For starters, the drag-down top bar now has your music player in it at all times – useful for those who like to use their handset for tapping in to tunes. Your regular notifications still appear here – new email, SMS, Twitter updates, etc – but now you can also see what track you’re playing, album art, and skip ahead. You’ve also got shortcut buttons above this for putting the phone on silent, turning WiFi on, Bluetooth, GPS and locking the phone into auto-rotate mode for when you carry the handset in landscape mode.
The application menu system also has a few viewing modes, including the default vertical scrolling grid, a more iPhone-esque horizontal grid, and an option which just lists all your apps. We stuck with the vertical grid and found that once we downloaded new applications, the Optimus 2X not only gave the icons a little “N” to signify they were new, but also located them in a “Downloads” section at the bottom of the menu.
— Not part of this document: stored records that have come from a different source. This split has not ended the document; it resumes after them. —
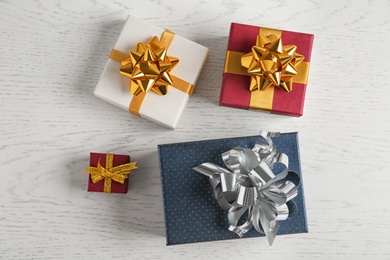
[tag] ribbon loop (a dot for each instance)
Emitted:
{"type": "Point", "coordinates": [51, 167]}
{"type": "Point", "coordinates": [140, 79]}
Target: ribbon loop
{"type": "Point", "coordinates": [271, 64]}
{"type": "Point", "coordinates": [250, 189]}
{"type": "Point", "coordinates": [109, 173]}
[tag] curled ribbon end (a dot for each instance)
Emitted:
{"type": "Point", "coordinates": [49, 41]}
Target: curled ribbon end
{"type": "Point", "coordinates": [250, 191]}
Section naming is something LG has added to Android, allowing you to organise applications into menus that are identified how you want.
Battery life was fairly standard with the 2X, operating for a little under a day when accessing Bluetooth, WiFi, and 3G. Much like other smartphones, you’ll want to charge it daily if you’re accessing multimedia and the web.
LG’s Optimus 2X is the only smartphone to integrate the powerful dual-core Nvidia Tegra 2, a chipset more commonly found in tablet computers. This processor is a performance match for the workhorse found within the iPad 2, so we expected the Optimus 2X to fly. We were, instead, shocked by how sluggish it was.
From standby, switch-on took several seconds longer than we expected. Bringing it out of sleep by swiping our finger up the screen was slow, and sometimes didn’t work at all. And often when we pinched the screen to see all seven of our home screens, the animations did not display.
Sloth was present during other activities too: the camera screen refresh was poor and the soft buttons often refused to respond.
LG’s software for reading social networking services such as Twitter, Facebook, and MySpace isn’t that convincing either, with the free apps available on Android’s Market a better option for those interested in these features.
Equipped with the super-grunty Nvidia Tegra 2 processor – the same chip powering the better iPad competitors on the market – LG’s Optimus 2X should have performed more impressively than it did. Should a software or OS upgrade addressing the speed issue to take full advantage of chip become available, LG make will be on a winner.